My approach looks at the past. But I also look at the consensus forecasts of analysts. Based on those forecasts, I create an average, and I call that average normalized earnings. From those normalized earnings, I then subtract an average return on physical and financial assets, based on the theory that these are substitutable assets. Merck & Co., for instance, has lots of laboratories and manufacturing facilities. The equipment there is not unique. What is unique are the people, the patents, the knowledge that is being developed there. So when I subtract from the total normalized earnings a reasonable return on the physical and financial assets, I define what remains as the knowledge earnings. Those are the earnings that are created by the knowledge assets.

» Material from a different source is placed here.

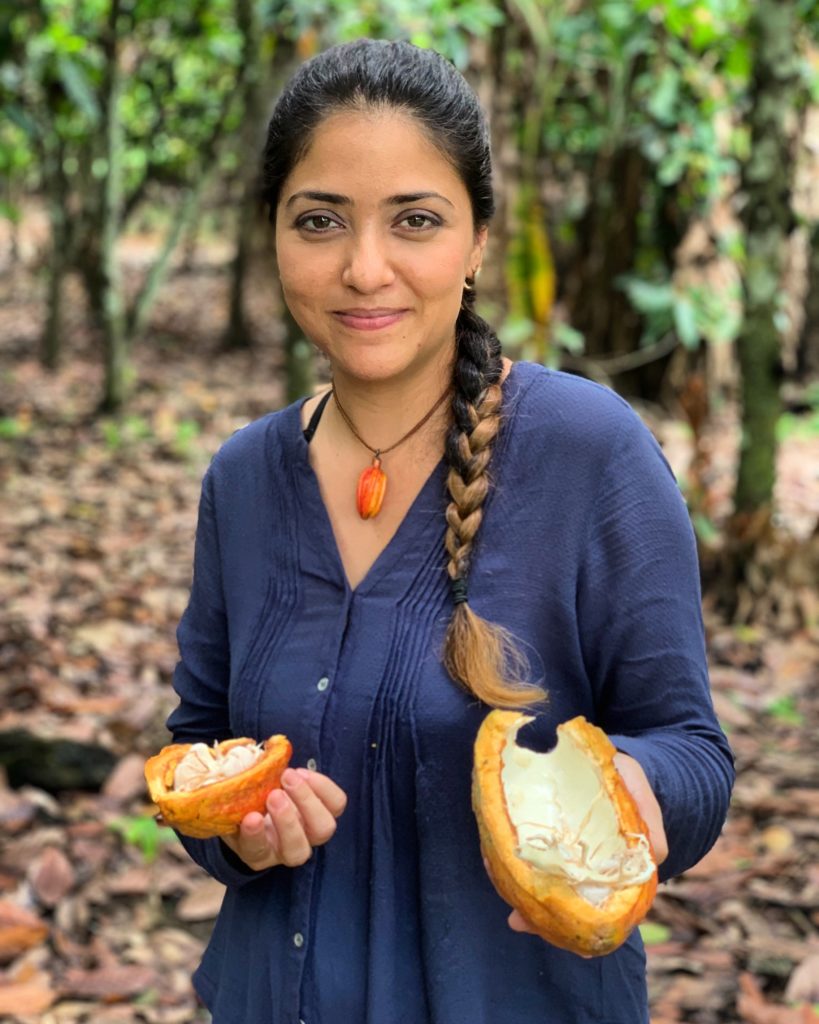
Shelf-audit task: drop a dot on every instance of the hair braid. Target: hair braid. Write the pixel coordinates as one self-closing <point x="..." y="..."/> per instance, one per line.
<point x="480" y="655"/>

For example, my recent computations show that Microsoft has knowledge assets worth $211 billion -- by far the most of any company. Intel has knowledge assets worth $170 billion, and Merck has knowledge assets worth $110 billion. Now, compare those figures with DuPont's assets. DuPont has more employees than all of those companies combined. And yet, DuPont's knowledge assets total only $41 billion -- there isn't much extra profitability there.
Take a look at other companies where different kinds of knowledge assets make a big difference: I calculated that Phillip-Morris has knowledge assets worth $160 billion, largely because of its huge brand value. Coca-Cola is also a huge brand, and its knowledge assets are worth $60 billion. I identified another type of knowledge asset -- structural capital. Structural capital is a unique way of doing business. In the case of Dell Computer, the company doesn't produce computers that are better than other companies' computers, but the way in which it markets its computers is entirely different. Which is why Dell's knowledge capital totals $86 billion -- higher than that of Wal-Mart.
This is my first measure. I call it a top-down approach because it's an overall measure. According to the calculations that I've made, it performs far better than earnings or book value.
Is the top-down approach sufficient?
To complement the knowledge measure, we need to identify the drivers of knowledge. Here's how I think about it:
Economic theory and research tell us that almost all industries share a similar development pattern. They start out with a large number of companies, and then, usually after some kind of big innovation, there's a shakeout period that eliminates many of those companies. (At the turn of the century, there were more than 100 American car manufacturers; now there are only 2.) During the shakeout, most of the original companies fall by the wayside -- even those that previously were large and successful. General Electric was once a major semiconductor manufacturer, but it had to get out of the industry when the shakeout hit. So the question is, Who can survive the shakeout that invariably hits every industry?
The survivors are those companies that have good technology, because they have the ability to innovate. For me, technology also includes structural capital like that of companies like Dell and Home Depot. I'm in the process of developing a technological-capabilities index: an index based on measures that are quantifiable, publicly available, and linked to value. These aren't stories -- about good customer relations, good public relations, or good service -- but measures that can be supported by real research.
Let me give you an example. Some people use patents as an important knowledge attribute, but to me the number of patents that a company has is not very meaningful at all. You can get patents on almost anything, so simply having a large number of patents is absolutely meaningless. But there are ways to measure the attributes of the patents that have real significance. For instance, one powerful measure of the real value of a patent is how many times subsequent patents refer to it. If you have good science, then people will refer to you a lot, and you'll contribute a lot.
My technological-capabilities index is based on measures of inputs, such as investment in R&D, investment in product development, investment in information systems; on measures of intermediate outputs, such as patents and trademarks; on measures of competitive position, such as the number of people who access a particular Web site; and, of course, on measures based on the ultimate output -- commercialization. Commercialization of R&D is a powerful predictor of a company's success. Recently, a couple of French economists conducted a study using data that French companies are required to publish showing the percentage of their revenue that comes from new products. The results of their study demonstrate how important commercialization of new products is to a company's success in the marketplace.